John Keane is Professor of Politics at the University of Westminster and the Wissenschaftszentrum Berlin (WZB).
John Dunn responds:
ONLY THE terminally paranoid would take an eight-hundred-page book which at no point mentions them and covers much of world history as personally targeted at them, so John Keane is quite mistaken to suppose that I am responding in my review to any implicit criticisms he meant to offer of my own work, character or political taste. (Always safer to criticize explicitly.)
I draw careful attention to his own determined expansion of democracy's spatial and temporal odyssey and the reasons why he views this as important. The key structural disparity between our books (beyond his being over three times as long) is that mine was attempting to answer a single, relatively restricted question which may have a clear answer: how and why has the word democracy become such a prize in contemporary political conflict? I defy anyone to extract a clearer answer to that question from his own book.
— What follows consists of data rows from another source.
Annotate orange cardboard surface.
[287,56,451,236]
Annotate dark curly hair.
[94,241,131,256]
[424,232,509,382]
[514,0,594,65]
I also applaud (rather than revile) the central purpose of his tome: seeing democracy's passage through time and space as a single global story. The two matters over which we seriously disagree are the work of Moses Finley, an altogether more demotic and lucid writer and a far more potent thinker than either of us, and the determinacy and promise of monitory democracy as a category. Finley, a victim of Senator McCarthy before he became a professor of ancient history, made no attempt to instruct anyone in how to view democracy's passage across the world. He merely asserted the democratic credentials of Athenian democracy within the ranks of citizens over the oligarchic interpretation of American politics then commended by America's leading political scientists. Like Keane (unadventurously enough), I regard the spread of electorally accountable governments across the world as a clear civilizational advance; but like him too, I see them as a pretty blunt and feeble instrument for rendering power effectively accountable. Where we differ is in our assessment of how coherently and democratically the range of practices he christens "monitory" contrives to supplement electoral democracy. The point is not to applaud or sneer at these practices but to think harder about how it might be possible to change the world for the better.
John Dunn is a fellow of King's College and an emeritus professor in the department of Politics & International Studies at the University of Cambridge.